Bei Warmwasser und der Benutzung der Heizkörper sind die Kosten vom tatsächlichen Verbrauch abhängig. Der Mieter zahlt also nur so viel, wie er tatsächlich verbraucht hat. Alle anderen Nebenkosten werden auf die Gesamtzahl der Mieter umgelegt. Welchen Anteil man bezahlen muss, richtet sich nach der Wohnungsgröße und der Personenanzahl.
Wer reklamieren will, muss es vor der Zahlung tun

Auf keinen Fall sollte man zahlen und erst dann reklamieren. Denn so erklärt man sich mit der Abrechnung einverstanden. Nur mit dem Hinweis „Zahlung unter Vorbehalt“, der auf der Überweisung vermerkt wird, kann man im Notfall sein Geld zurückfordern.

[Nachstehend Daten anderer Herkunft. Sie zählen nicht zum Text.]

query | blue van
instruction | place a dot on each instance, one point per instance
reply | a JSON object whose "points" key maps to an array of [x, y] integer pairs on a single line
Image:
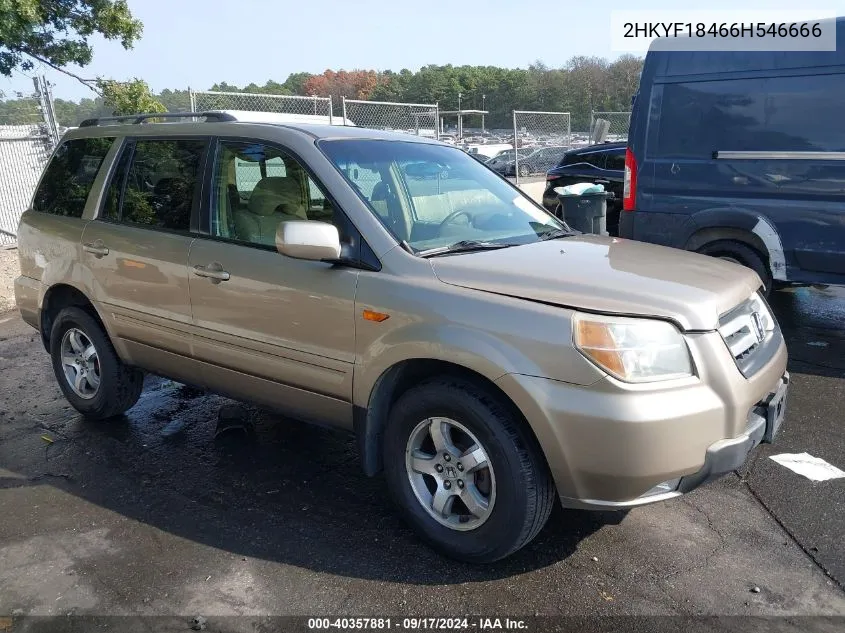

Falls in der Abrechnung ein oder mehrere Fehler vorhanden sind, sollte der Bewohner zunächst das Gespräch mit dem Vermieter suchen. Hat das keinen Erfolg, helfen die örtlichen Mietervereine weiter. Mit Hilfe des Betriebskostenspiegels, der auf der Internetseite des Deutschen Mieterbundes zu finden ist, kann man sich vorab einen Anhaltspunkt über die eigentliche Höhe der einzelnen Kosten einholen. „Gibt es in der eigenen Abrechnung einige Ausreißer, die mit der Übersicht nicht übereinstimmen, sollte man sich diese genauer anschauen“, rät Becher.

Was viele Mieter nicht wissen: Sie haben einen Anspruch, die Original-Belege einzusehen und sich so Klarheit zu verschaffen. Das sollten sie aber schnell tun, denn auch Mieter müssen ihre Fristen beachten. Ist die Abrechnung in Ordnung, muss sie innerhalb von vier Wochen beglichen werden. Kommt es zu einer Reklamation, hat der Mieter ein Jahr Zeit.

Befindet sich im Haus ein Gewerbe – zum Beispiel ein Frisör oder ein Geschäft – muss auch das in den Anlagen vermerkt sein. Becher: „Die Kosten des Wasserverbrauchs sind gesondert zu regeln, wenn sich im Haus ein Frisör befindet.“
Auch die Berechnung der Grundsteuer, die für Gewerbe viel höher ist, sollten sich Mieter in solchen Fällen genauer ansehen. Bevor der Vermieter die Steuer für die Wohnungsmiete berechnet, muss ein Vorabzug erfolgen.
 
 
 
 
Die Abrechnung

Text: Sie muss als Textform vorliegen. Der Vermieter muss nicht unterschreiben.

Inhalte: Angabe der Wohnung, Beschreibung der Abrechnungseinheit, Angabe der Abrechnungszeiträume und Nebenkostenarten, Wohnfläche und -einheiten, Personenzahl, Gesamtkosten, geleistete Vorauszahlungen und Endergebnis.